Martin Guidry's been birding for more than 30 years.
Guidry and around 40 others set out early in the morning for his favorite time of the year, the Christmas bird count.
"The most interesting we've seen today is a Ferruginous Hawk, it's a fairly rare bird in Louisiana, comes from the Western part of the United States," said Guidry.
The count is an early-winter bird census. Volunteers across multiple countries come together to count birds.
And Guidry and the other bird fans are covering a 15-mile diameter circle centered around Cameron Parish.
"Most people in Louisiana don't realize that this area in Cameron Parish is one of the best spots in the United States to see wildlife," said Guidry. "We typically rank about number 20 out of 2,600 of these counts that are being done in the United States."
While these birders count for fun, it's also for science. The count allows researchers to better understand how different species of birds are doing.

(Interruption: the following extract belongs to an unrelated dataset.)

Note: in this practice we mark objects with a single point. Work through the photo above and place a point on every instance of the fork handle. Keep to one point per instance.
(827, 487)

"It provides data for scientists to use for bird populations and they can determine if populations are trending downward or upward," said David Booth of Gulf Coast Bird Club.
Birders estimate they'll see more than 100 species of birds in Cameron Parish.

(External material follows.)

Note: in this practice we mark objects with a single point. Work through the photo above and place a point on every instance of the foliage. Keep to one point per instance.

And with binoculars, telescopes, and bird callers, Guidry hopes to see them all.
"You also enjoy seeing the birds, but it's a competitive thing also where you can try to beat yourself and see how many you can see in one day," said Guidry.
But competitiveness aside, Guidry said this winter tradition is nothing without those by his side.
"The most important thing about birding is the people you get to meet," said Guidry. You meet people from all walks of life."
Half the people counting in the Cameron area are from the Gulf Coast Bird Club in Lake Charles.
The count is part of the Audubon Christmas Bird Count.
This is the 114th year for the count.